Eagle considers big box store
Town's consultant: Financial projections are in 'good faith'
By the numbers
What Eagle would get
- $62.5 million in public infrastructure, including a new Interstate 70 interchange, two new roundabouts, sewer lines, roads and a new water storage tank.
- The money collected from the town's 4 percent sales tax would go toward paying off the $62.5 million in public infrastructure. Bonds would have to be paid off within 25 years.
- A 1.3 percent "public improvement fee" would be tacked on to purchases at the shopping center. That money would go to the town, generating about $2.5 million per year.
- About $3.5 million in real-estate transfer fees would be generated for the town on initial home purchases.
- The town would get $17.5 million in up-front fees, such as use taxes and water fees.
Eagle — Town officials and consultants say Eagle would get a good financial deal out of the Eagle River Station project. Critics of the $346 million project, which would bring a Target to Eagle, say they’re still not sure.
The complex would include dozens of stores as well as hundreds of homes and a hotel. It would be built on 88 acres on the eastern end of town, south of Interstate 70.

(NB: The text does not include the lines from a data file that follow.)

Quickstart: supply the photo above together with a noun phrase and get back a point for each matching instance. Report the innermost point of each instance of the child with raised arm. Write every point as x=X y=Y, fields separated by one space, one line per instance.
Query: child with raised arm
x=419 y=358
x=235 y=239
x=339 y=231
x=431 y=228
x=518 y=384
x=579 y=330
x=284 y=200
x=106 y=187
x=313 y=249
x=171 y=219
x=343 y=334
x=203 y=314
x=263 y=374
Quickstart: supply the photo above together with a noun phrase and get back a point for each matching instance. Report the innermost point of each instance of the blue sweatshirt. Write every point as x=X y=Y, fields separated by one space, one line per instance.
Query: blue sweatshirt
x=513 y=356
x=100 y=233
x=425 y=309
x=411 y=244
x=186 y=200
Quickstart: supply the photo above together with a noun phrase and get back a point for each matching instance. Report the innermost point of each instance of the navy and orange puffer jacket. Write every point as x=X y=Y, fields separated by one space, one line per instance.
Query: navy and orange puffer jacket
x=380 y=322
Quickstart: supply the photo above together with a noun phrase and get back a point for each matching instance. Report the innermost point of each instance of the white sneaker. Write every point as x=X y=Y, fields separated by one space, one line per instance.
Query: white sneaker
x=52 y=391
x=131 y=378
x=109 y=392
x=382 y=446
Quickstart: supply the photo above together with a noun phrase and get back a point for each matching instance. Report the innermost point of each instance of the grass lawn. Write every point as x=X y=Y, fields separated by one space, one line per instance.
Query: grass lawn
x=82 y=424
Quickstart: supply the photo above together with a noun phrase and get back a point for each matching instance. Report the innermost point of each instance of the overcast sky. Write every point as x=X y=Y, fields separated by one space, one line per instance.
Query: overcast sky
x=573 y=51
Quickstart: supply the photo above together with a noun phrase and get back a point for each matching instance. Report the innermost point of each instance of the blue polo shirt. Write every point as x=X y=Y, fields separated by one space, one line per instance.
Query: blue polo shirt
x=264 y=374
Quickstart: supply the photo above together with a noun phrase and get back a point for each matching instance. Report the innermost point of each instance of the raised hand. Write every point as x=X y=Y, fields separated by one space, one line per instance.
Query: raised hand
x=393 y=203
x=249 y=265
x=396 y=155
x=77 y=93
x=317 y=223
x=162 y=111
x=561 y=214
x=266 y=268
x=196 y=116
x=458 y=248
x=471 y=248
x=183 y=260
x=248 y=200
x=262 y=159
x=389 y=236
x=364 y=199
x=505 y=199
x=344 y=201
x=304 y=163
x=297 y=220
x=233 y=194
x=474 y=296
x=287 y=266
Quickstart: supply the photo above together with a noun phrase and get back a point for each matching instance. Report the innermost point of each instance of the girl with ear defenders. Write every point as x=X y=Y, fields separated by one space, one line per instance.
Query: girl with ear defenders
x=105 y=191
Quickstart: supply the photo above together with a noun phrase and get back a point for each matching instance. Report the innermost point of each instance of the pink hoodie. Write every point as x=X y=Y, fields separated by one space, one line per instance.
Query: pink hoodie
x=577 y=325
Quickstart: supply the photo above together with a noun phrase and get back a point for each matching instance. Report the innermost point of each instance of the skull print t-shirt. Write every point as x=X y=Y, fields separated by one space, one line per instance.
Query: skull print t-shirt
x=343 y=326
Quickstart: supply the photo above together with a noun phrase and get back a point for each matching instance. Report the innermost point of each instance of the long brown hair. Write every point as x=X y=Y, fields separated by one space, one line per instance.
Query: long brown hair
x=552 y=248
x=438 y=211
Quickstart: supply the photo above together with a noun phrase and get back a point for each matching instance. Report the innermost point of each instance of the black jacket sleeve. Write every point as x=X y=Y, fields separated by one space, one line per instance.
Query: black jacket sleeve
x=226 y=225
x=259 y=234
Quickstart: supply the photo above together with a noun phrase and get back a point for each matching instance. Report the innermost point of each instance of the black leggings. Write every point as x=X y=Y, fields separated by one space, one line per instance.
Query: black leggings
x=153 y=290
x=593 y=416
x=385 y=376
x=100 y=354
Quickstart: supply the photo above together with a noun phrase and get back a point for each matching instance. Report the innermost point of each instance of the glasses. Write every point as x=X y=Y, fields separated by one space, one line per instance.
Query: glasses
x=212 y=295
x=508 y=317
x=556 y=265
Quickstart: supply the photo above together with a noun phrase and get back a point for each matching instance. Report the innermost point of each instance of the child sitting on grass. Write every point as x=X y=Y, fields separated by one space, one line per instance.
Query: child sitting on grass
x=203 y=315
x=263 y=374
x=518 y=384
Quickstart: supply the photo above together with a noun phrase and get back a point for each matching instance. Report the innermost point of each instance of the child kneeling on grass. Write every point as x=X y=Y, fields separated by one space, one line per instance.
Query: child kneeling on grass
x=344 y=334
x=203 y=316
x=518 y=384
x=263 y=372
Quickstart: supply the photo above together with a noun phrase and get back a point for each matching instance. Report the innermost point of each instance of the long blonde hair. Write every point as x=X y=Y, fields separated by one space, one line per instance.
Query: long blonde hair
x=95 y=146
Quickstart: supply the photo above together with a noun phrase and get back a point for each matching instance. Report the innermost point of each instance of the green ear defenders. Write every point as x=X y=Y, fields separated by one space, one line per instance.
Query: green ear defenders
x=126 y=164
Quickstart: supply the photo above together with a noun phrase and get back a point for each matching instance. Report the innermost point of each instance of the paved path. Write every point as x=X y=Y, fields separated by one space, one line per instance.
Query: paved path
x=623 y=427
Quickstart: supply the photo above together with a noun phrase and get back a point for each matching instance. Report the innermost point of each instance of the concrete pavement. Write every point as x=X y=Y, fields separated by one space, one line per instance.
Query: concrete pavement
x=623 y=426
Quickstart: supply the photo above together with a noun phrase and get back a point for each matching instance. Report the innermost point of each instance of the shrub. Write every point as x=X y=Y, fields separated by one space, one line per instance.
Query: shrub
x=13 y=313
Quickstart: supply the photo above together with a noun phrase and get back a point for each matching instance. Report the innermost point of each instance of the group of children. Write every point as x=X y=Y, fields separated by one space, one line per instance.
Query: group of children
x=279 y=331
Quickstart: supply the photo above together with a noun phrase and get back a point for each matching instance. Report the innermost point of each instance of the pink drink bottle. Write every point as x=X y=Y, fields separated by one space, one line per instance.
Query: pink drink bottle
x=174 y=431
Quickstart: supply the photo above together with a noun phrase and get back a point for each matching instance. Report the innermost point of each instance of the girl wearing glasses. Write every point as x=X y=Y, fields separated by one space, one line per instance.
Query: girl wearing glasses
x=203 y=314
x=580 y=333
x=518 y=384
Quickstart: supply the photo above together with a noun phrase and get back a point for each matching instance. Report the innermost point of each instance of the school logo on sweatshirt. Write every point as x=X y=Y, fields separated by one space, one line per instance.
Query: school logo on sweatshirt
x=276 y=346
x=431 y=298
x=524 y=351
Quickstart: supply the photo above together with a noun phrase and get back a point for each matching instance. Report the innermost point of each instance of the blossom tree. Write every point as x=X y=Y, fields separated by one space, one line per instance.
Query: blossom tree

The developer, Trinity RED Eagle Development, based out of Colorado, Missouri and Arizona, said the town of Eagle would get about $2.5 million in sales-tax revenue until the bonds are paid off, which will take as long as 25 years. After that, they would get $8 million to $8.5 million per year in sales tax per year.
The deal also would use tax money produced by the project to build $62.5 million in infrastructure, including a new Interstate 70 interchange east of town, two new roundabouts, a new water storage tank, sewer upgrades, $5 million to improve the town’s water system
The town also would get millions in one-time fees, including construction use taxes and impact fees.
Consultant Arne Ray, of Ray Real Estate Services, said the developer’s estimates seem to be in “good faith.” Ray, who said he has analyzed about 50 different retail projects during the past 20 years, was hired by the town to examine the financial aspects of the proposal and to ensure that the town’s interests would be protected.
“If the town proceeds anywhere close to what’s been proposed, it will be financially beneficial to the town,” Ray said.
In some ways, the deal is more attractive than other development deals between municipalities and developers, Ray said. Ray said it’s reasonable to expect a 10.4 percent rate of return for projects of this scope or size. The developer’s planned rate of return is lower than what’s typical for projects of this scope and risk, Ray said.
In addition, 18 percent of the cost would come from public funds, whereas comparable projects often use 40 percent or more, Ray said.
Also, under the deal, a metropolitan district, not the town, would be on the hook for the project’s debt. Eagle would not have to worry about defaulting on loans, which could deliver a devastating blow to the town’s ability to secure bonds in the future.
“This is the most preferred structure of any to protect the town,” Ray said.
Will it fill up?
Critics zero in on the developer’s occupancy projections, wondering whether the mall can achieve the 95 percent that the company expects. That occupancy rate would be critical to ensuring the tax revenue that the developer promises.
The company’s projections of $2.5 million per year have “no substantiation whatsoever,” said Jan Rosenthal-Townsend, an Eagle businesswoman who opposes the proposal.
“That kind of sales projection and occupancy won’t happen in these economic times,” she said.
Rosenthal-Townsend added that the company hasn’t updated its projections in light of the recent deterioration of the economy.
The developer said it expects 95 percent occupancy at the project, while its best-case scenario is 100 percent occupancy. RED Development’s shopping centers that had been open for a year, which include sites in Lee’s Summit, Mo., and Kansas City, Kan., operated at 91 percent occupancy in 2008.
“Those numbers are lower than what we would typically expect because we’re in a very difficult economic cycle now,” said Mike Hans, development manager for RED Development. “Given that the country is in a very difficult economic cycle now and tenants are closing stores at a much more rapid pace, occupancy levels today are depressed over what you would typically expect to see.”
The project, now slated to begin in spring 2010, wouldn’t start until the economy “turns the corner” toward improvement, Hans said.
Hans said 50 percent occupancy would be an “absolute disaster” and something he “can’t even imagine” but that the town would still realize more than $1.25 million in sales tax revenue per year.